The first respondent OWB Malta contracted to supply marine fuel (“the bunkers”) to a vessel in Russia, owned by the appellants. The contract incorporated standard terms of business, including a clause requiring payment 60 days after delivery and a clause retaining ownership of the bunkers supplied until payment had been made. The contract also permitted the vessel to use the bunkers supplied from the moment of delivery.
The bunkers had been obtained by the first respondent through its parent company, which had in turn obtained it from another company. The parent company announced that it was applying to the Denmark courts for restructuring, which caused it to default under an agreement with ING Bank, the second respondent. Thus ING bank acquired the rights against the appellants.
While the bunkers were supplied, and used in the vessel’s propulsion, the appellants failed to make payment. The first respondent also failed to pay the company that had supplied the bunker to it. The supplier company thus asserted that it remained owner of the bunkers, and demanded payment from the appellants.
The appellants commenced arbitration against the respondents, seeking a declaration that they were not bound to pay for the bunkers, or seeking damages for breach of contract as the first respondent had not been able to pass the title to them, owing to the Sales of Goods Act 1979, ss 2(1) and 49. The arbitrators held that the contract had not contained an undertaking to transfer property under the contract, as the contract was not one for the sale of goods under the Sale of Goods Act 1979, s 2(1). The appellants were liable to pay the respondents.

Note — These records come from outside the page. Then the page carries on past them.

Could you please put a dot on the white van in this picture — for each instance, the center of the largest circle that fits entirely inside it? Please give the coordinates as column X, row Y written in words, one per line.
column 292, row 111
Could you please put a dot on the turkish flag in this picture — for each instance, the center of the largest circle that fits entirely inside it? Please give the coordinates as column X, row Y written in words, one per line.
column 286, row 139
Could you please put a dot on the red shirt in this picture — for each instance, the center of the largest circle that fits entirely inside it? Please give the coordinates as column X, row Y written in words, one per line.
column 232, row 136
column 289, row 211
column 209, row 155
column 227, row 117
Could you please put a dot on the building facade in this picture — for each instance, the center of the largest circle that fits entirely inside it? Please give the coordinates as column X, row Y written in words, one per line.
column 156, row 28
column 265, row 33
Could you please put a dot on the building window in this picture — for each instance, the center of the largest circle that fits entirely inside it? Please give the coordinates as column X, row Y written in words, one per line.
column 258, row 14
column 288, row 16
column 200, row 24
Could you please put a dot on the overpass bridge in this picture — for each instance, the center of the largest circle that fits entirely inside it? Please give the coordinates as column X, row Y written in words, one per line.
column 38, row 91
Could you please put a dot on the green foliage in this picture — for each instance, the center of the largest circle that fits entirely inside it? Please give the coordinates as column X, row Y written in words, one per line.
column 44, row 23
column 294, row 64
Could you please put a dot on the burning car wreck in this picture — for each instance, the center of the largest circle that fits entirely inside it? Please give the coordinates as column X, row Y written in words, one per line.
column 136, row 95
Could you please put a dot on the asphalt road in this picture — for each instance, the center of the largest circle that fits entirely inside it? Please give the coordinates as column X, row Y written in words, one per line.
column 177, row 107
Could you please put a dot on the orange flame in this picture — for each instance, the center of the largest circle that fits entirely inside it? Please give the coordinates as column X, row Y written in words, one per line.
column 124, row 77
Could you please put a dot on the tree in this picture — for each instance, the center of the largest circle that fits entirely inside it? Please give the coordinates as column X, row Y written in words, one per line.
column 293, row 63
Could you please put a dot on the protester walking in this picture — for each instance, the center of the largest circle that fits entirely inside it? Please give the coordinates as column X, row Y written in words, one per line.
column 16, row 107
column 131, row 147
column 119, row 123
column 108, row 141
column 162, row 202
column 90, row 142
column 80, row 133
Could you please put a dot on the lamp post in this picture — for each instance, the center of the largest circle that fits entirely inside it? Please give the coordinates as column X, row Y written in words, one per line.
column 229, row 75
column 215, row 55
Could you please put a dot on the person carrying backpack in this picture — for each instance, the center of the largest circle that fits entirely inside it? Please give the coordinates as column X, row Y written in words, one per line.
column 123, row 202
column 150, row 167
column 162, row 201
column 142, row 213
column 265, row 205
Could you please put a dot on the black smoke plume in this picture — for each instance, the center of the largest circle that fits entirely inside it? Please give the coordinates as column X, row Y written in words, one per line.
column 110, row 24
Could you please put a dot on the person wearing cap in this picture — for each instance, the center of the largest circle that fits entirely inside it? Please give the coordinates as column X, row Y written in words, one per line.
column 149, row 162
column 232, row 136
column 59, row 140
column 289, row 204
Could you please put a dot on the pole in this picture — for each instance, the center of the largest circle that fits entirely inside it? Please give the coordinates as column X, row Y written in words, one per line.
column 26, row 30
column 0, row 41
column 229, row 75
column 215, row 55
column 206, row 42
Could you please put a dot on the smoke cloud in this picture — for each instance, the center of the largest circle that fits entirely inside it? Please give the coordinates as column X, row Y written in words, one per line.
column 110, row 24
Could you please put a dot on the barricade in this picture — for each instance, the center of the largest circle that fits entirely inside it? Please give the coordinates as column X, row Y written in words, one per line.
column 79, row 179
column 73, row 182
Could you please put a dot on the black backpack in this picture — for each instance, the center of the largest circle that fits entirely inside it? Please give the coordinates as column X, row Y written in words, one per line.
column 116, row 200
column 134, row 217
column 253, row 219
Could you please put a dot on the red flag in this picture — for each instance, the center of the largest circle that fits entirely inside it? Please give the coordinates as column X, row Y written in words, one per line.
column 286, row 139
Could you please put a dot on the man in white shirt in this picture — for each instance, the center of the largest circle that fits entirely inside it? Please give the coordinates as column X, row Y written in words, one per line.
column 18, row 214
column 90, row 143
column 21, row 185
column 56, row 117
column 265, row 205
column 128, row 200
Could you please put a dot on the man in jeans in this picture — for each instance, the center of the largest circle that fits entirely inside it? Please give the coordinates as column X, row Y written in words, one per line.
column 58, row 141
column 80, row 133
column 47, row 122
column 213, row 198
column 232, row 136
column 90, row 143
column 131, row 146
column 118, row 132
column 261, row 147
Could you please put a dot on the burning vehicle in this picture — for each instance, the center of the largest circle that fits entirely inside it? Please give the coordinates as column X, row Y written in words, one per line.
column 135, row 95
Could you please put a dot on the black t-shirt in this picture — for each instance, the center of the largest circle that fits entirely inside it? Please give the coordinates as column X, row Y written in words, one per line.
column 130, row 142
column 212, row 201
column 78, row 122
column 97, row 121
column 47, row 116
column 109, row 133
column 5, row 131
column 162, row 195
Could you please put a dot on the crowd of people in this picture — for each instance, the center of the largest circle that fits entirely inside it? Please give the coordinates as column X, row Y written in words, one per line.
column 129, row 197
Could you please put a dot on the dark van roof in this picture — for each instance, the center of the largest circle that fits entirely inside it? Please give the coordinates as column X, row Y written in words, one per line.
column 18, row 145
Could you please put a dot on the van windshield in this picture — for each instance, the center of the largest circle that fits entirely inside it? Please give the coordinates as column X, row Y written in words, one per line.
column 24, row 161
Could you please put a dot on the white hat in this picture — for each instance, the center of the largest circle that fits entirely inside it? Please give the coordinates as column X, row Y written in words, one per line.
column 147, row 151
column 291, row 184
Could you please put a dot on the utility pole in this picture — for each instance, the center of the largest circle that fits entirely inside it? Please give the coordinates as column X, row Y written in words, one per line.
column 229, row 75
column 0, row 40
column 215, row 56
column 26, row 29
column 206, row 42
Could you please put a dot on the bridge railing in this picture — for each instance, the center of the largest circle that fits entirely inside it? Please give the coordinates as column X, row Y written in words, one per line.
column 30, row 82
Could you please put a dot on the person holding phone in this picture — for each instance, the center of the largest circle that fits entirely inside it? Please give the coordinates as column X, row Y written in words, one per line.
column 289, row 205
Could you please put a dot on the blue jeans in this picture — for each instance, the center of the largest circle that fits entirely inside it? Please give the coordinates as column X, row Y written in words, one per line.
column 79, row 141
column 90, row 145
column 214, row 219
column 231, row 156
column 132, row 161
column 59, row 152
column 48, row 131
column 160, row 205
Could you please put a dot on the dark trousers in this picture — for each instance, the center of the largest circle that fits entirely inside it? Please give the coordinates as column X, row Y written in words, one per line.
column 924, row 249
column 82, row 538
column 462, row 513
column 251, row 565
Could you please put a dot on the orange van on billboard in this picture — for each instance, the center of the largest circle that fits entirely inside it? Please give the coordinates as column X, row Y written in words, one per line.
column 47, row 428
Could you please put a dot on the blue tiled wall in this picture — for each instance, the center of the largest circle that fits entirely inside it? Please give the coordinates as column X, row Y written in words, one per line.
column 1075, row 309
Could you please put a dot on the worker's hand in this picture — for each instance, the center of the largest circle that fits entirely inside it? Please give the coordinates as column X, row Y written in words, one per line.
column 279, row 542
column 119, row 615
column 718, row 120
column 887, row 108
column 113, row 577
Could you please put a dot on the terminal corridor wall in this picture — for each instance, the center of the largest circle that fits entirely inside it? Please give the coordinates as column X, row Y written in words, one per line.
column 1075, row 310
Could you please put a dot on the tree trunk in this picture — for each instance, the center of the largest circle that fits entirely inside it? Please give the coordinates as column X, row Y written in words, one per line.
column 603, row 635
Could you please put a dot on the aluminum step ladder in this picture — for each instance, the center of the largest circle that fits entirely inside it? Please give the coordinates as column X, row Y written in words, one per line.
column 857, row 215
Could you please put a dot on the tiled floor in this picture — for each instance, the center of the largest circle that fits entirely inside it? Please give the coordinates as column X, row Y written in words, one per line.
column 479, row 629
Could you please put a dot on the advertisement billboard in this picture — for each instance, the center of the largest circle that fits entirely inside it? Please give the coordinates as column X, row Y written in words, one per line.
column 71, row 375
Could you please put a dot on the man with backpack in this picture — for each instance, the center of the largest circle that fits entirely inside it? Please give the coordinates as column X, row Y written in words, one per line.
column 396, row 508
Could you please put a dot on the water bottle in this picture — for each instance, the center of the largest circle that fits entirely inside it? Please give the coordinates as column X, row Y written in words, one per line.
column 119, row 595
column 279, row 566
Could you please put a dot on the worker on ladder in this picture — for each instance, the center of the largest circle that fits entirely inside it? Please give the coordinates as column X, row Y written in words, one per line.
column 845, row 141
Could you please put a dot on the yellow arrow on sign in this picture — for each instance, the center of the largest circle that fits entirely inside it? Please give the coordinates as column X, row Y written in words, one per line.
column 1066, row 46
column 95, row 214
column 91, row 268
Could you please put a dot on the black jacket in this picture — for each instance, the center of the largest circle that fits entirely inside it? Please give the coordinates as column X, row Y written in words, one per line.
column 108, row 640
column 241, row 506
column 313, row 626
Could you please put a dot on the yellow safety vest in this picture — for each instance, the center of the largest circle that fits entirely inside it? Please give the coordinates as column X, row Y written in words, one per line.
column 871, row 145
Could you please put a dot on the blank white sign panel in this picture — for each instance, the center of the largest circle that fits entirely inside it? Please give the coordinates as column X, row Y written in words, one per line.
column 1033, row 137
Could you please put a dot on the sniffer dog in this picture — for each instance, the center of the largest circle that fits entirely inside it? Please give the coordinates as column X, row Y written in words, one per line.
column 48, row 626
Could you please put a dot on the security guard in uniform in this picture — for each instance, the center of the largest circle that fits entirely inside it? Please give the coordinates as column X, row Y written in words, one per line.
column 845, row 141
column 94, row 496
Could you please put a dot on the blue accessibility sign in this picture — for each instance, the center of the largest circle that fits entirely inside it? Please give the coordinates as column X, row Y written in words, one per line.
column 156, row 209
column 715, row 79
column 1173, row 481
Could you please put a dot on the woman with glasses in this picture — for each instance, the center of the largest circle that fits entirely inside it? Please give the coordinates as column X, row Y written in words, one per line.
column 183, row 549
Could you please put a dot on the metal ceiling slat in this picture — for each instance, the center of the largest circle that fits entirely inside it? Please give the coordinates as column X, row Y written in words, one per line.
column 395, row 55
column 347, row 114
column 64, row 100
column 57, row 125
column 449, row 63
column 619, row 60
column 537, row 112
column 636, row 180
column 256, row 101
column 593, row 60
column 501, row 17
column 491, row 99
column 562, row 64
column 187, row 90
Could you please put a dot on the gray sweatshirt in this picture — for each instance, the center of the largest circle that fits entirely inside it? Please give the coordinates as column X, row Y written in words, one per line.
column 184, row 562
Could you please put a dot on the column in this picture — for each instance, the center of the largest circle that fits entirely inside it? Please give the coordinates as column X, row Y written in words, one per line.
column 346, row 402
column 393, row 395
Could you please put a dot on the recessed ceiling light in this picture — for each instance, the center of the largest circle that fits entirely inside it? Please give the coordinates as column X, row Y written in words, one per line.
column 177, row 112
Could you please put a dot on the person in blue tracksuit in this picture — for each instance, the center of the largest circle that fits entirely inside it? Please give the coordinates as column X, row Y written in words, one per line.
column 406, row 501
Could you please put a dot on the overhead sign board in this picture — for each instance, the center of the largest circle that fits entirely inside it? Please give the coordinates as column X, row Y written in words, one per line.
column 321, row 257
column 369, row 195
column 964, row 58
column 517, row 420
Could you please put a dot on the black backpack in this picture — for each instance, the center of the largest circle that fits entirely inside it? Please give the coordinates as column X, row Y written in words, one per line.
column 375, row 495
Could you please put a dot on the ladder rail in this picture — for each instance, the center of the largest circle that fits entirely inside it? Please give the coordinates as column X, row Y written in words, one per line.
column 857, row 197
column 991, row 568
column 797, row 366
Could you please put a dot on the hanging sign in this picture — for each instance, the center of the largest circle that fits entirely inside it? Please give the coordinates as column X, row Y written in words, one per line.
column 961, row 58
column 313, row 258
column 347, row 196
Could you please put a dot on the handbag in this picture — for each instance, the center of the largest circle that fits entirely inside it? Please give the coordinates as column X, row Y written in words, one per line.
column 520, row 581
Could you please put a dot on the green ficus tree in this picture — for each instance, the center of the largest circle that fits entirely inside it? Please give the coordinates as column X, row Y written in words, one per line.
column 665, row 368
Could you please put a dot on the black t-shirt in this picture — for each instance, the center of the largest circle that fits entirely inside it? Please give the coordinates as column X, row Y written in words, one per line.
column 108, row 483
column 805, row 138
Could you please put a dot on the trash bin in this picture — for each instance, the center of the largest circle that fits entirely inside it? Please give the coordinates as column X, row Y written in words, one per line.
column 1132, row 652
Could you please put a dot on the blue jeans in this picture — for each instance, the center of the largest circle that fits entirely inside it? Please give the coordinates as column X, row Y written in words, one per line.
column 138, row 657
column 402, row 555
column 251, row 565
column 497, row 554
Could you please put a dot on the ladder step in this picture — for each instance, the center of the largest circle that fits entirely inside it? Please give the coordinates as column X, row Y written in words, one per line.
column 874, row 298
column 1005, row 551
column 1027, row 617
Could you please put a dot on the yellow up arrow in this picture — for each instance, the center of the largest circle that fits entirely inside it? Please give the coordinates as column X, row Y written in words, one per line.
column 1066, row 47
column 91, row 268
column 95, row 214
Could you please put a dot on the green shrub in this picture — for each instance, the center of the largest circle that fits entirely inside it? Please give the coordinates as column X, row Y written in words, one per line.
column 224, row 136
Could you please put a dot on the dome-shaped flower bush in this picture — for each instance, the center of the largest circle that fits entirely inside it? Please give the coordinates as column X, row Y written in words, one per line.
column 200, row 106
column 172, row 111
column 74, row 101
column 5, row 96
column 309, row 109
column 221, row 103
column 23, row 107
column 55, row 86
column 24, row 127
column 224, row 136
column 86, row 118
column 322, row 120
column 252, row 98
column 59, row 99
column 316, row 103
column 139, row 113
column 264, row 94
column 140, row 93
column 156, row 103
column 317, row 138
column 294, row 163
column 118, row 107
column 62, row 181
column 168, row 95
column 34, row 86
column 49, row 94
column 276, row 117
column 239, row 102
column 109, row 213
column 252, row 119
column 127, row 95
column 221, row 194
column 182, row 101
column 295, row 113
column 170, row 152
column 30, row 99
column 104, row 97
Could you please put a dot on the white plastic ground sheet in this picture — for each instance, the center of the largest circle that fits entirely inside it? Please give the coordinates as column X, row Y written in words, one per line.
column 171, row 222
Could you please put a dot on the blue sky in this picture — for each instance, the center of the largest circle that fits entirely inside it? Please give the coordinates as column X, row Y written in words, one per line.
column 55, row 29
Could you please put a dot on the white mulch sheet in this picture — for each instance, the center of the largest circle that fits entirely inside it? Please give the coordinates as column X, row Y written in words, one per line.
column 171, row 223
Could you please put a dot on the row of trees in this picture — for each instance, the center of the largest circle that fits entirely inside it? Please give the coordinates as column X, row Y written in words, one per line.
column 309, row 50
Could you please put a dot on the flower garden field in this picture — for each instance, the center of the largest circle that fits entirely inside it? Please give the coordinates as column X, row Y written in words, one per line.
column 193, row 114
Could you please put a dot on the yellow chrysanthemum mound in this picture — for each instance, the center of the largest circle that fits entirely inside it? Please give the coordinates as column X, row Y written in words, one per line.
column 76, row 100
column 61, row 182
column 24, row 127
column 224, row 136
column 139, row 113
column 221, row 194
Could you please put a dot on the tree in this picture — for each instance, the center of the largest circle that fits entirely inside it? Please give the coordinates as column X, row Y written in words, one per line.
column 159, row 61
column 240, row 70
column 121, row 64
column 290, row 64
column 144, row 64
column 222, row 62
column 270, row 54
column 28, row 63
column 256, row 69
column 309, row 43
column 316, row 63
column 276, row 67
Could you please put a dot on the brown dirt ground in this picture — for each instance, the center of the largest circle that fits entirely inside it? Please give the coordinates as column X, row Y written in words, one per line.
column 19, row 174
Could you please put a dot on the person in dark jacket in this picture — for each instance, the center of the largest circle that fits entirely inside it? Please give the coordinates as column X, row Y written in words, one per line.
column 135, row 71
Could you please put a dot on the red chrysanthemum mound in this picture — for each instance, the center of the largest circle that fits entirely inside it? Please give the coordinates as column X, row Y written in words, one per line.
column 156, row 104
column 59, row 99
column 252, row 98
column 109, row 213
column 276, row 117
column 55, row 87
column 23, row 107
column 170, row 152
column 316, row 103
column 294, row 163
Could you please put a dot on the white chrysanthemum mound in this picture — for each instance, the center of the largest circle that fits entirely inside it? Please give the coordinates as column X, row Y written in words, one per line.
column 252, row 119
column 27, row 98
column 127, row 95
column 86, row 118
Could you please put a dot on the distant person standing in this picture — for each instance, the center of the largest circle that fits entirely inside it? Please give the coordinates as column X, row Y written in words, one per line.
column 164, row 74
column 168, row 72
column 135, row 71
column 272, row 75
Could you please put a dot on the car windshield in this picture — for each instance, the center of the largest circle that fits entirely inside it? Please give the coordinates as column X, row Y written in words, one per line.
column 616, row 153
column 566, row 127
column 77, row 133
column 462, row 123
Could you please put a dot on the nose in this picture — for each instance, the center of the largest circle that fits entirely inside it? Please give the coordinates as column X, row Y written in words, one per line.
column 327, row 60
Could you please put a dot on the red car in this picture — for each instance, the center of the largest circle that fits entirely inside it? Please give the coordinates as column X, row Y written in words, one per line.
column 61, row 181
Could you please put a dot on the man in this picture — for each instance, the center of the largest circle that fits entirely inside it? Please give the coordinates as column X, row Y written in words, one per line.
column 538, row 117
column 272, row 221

The Supreme Court was asked to decide if it was correct to conclude that the contract did not qualify under s 2(1). Alternatively, it was asked to consider if there was an implied condition in the contract that the first respondent would pay its suppliers timeously.
Lord Mance gave the main judgment. He concluded that because bunker supplies are for use prior to payment, it was not a straightforward property transfer agreement under s 2. The agreement was unique as it provided for the consumption of the bunkers without the fuel’s title transferring to the appellants. In addition, it then required the transfer of the title of the remaining bunkers, once payment was made. The court considered that no contract of sale would actually exist if all bunkers were consumed before payment, as there would be no property remaining with a title to transfer.
There was no implied term regarding payment. The only implied undertaking was that the first respondent had the legal entitlement to give permission for the bunkers to be used.